20 Marocains meurent de la rage en une année, 400 cas de chiens atteints de la maladie
C’est à l’occasion de la Journée mondiale contre la rage que l’Office National de Sécurité Sanitaire des Produits Alimentaires (ONSSA) a établi un rapport et des statistiques sur les cas de décès enregistrés dans le royaume au cours de l’année écoulée. Ce sont 20 personnes qui périssent donc de la rage et 400 cas chez les animaux.
Selon le directeur de l’ONSSA, Ahmed Bentouhami, c’est le chien qui est le principal vecteur de la maladie, ce qui explique la tenue de cette journée, organisée sous le thème : « La rage : éduquer, vacciner et éliminer », d’où la politique menée par l’Office et qui se décline en trois axes.

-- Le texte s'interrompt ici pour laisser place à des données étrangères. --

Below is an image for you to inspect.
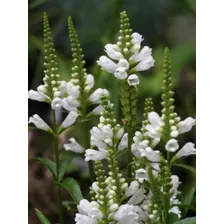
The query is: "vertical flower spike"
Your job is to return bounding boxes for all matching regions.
[43,13,61,100]
[68,16,87,115]
[161,48,179,142]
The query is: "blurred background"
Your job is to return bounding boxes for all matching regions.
[28,0,196,224]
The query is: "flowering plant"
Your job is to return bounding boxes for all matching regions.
[29,12,196,224]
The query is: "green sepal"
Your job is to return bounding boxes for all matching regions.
[29,157,57,180]
[174,217,196,224]
[59,178,83,204]
[35,208,51,224]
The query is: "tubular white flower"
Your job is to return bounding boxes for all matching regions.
[128,74,139,86]
[92,105,103,115]
[118,133,128,150]
[135,55,155,71]
[51,97,62,110]
[117,59,129,70]
[145,111,162,138]
[64,138,84,153]
[86,74,94,89]
[135,169,149,183]
[176,142,196,159]
[177,117,196,134]
[114,67,128,80]
[114,204,139,224]
[165,138,179,152]
[105,44,124,60]
[169,206,181,218]
[61,111,79,128]
[29,114,52,131]
[28,89,50,102]
[125,180,139,197]
[85,148,108,162]
[140,147,160,163]
[62,96,80,111]
[97,56,117,73]
[131,32,144,45]
[89,88,109,104]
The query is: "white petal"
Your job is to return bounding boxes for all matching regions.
[165,138,179,152]
[177,117,196,134]
[61,111,79,128]
[64,138,84,153]
[128,74,139,86]
[97,56,117,73]
[28,89,50,102]
[176,142,196,159]
[29,114,51,131]
[105,44,124,60]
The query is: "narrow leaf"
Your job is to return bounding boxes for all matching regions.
[173,163,196,175]
[35,208,51,224]
[31,157,57,180]
[174,217,196,224]
[60,178,83,204]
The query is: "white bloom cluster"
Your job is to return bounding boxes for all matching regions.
[85,121,128,161]
[97,33,155,86]
[145,111,195,138]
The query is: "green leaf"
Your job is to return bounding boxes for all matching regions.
[174,217,196,224]
[59,178,83,204]
[30,157,57,180]
[35,208,51,224]
[173,163,196,175]
[59,155,74,181]
[183,187,196,214]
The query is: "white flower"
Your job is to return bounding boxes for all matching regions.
[127,188,146,205]
[85,148,107,162]
[145,111,162,138]
[118,133,128,150]
[135,55,155,71]
[114,67,128,80]
[62,96,80,111]
[64,138,84,153]
[28,89,50,102]
[131,32,143,45]
[97,56,117,73]
[135,169,149,183]
[51,97,62,110]
[125,180,139,197]
[114,204,139,224]
[92,105,103,115]
[128,74,139,86]
[29,114,52,131]
[169,206,181,218]
[176,142,196,159]
[165,138,179,152]
[61,111,79,128]
[140,147,160,163]
[177,117,196,134]
[89,88,109,104]
[105,44,124,60]
[86,74,94,89]
[117,59,129,70]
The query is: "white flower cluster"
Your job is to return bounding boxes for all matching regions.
[85,119,128,161]
[97,33,155,86]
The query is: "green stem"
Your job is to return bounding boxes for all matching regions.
[52,110,64,224]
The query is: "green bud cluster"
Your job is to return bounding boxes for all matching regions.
[108,149,128,205]
[43,13,60,99]
[100,94,116,127]
[68,16,89,113]
[161,48,179,142]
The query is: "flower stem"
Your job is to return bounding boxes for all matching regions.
[52,110,64,224]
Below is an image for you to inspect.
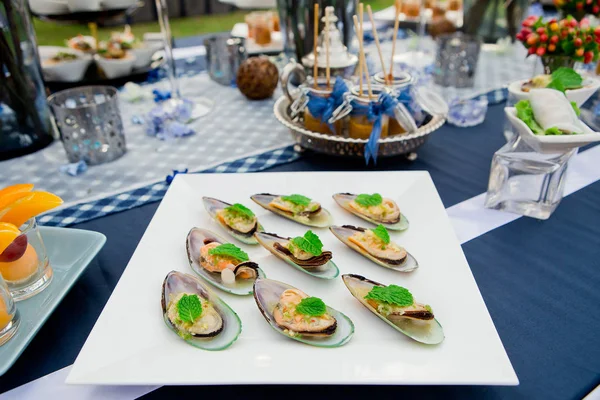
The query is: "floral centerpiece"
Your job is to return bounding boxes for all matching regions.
[517,16,600,74]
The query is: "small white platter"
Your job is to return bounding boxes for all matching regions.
[504,107,600,153]
[67,172,518,385]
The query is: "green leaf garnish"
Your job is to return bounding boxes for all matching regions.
[371,224,390,244]
[354,193,383,207]
[296,297,327,317]
[281,194,312,206]
[365,285,415,307]
[208,243,250,262]
[225,203,254,219]
[292,231,323,256]
[177,294,202,324]
[515,100,544,135]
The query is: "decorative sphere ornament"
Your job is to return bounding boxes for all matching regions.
[236,57,279,100]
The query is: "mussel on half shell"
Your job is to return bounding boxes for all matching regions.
[186,228,266,296]
[161,271,242,350]
[254,279,354,347]
[254,232,340,279]
[333,193,410,231]
[342,274,444,344]
[202,197,264,244]
[329,225,419,272]
[250,193,333,228]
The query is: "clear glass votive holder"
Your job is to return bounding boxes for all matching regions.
[48,86,127,165]
[434,32,481,88]
[0,218,52,301]
[0,275,21,346]
[485,135,577,219]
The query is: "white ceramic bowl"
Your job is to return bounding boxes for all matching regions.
[38,46,92,82]
[508,76,600,106]
[29,0,69,15]
[504,107,600,153]
[68,0,100,12]
[94,52,136,79]
[129,42,162,69]
[100,0,138,10]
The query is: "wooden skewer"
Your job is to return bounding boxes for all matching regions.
[367,4,389,84]
[313,3,319,88]
[325,7,331,89]
[388,0,402,80]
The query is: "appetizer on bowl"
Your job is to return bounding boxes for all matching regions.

1/ La vaccination des chiens à propriétaires. Une campagne nationale a été lancée pour la vaccination gratuite des chiens, et aussi par la sensibilisation de leurs maîtres, essentiellement en milieu rural. L’objectif est d’endiguer la contamination des chiens sains par les enragés, et donc, à terme, de prémunir les populations humaines contre le fléau.
2/ L’élimination des chiens errants, c’est-à-dire sans propriétaires, donc pas suivis et encore moins contrôlés. Ce sont eux les responsables de la pandémie au sein de l’espèce canine. Cette campagne est lancée depuis plusieurs années et ce sont des milliers de chiens qui ont été ainsi éliminés. Une variante de l’élimination des chiens est la stérilisation.
3/ La sensibilisation des populations rurales sur l’importance d’une stratégie d’élevage, avec détermination du nombre de chiens. Il s’agit d’éviter une reproduction incontrôlable des chiens (entre autres par la stérilisation), qui sont ensuite abandonnés dans la nature et se trouvent vecteurs potentiels du fait de l’augmentation de leur population, et donc des risques.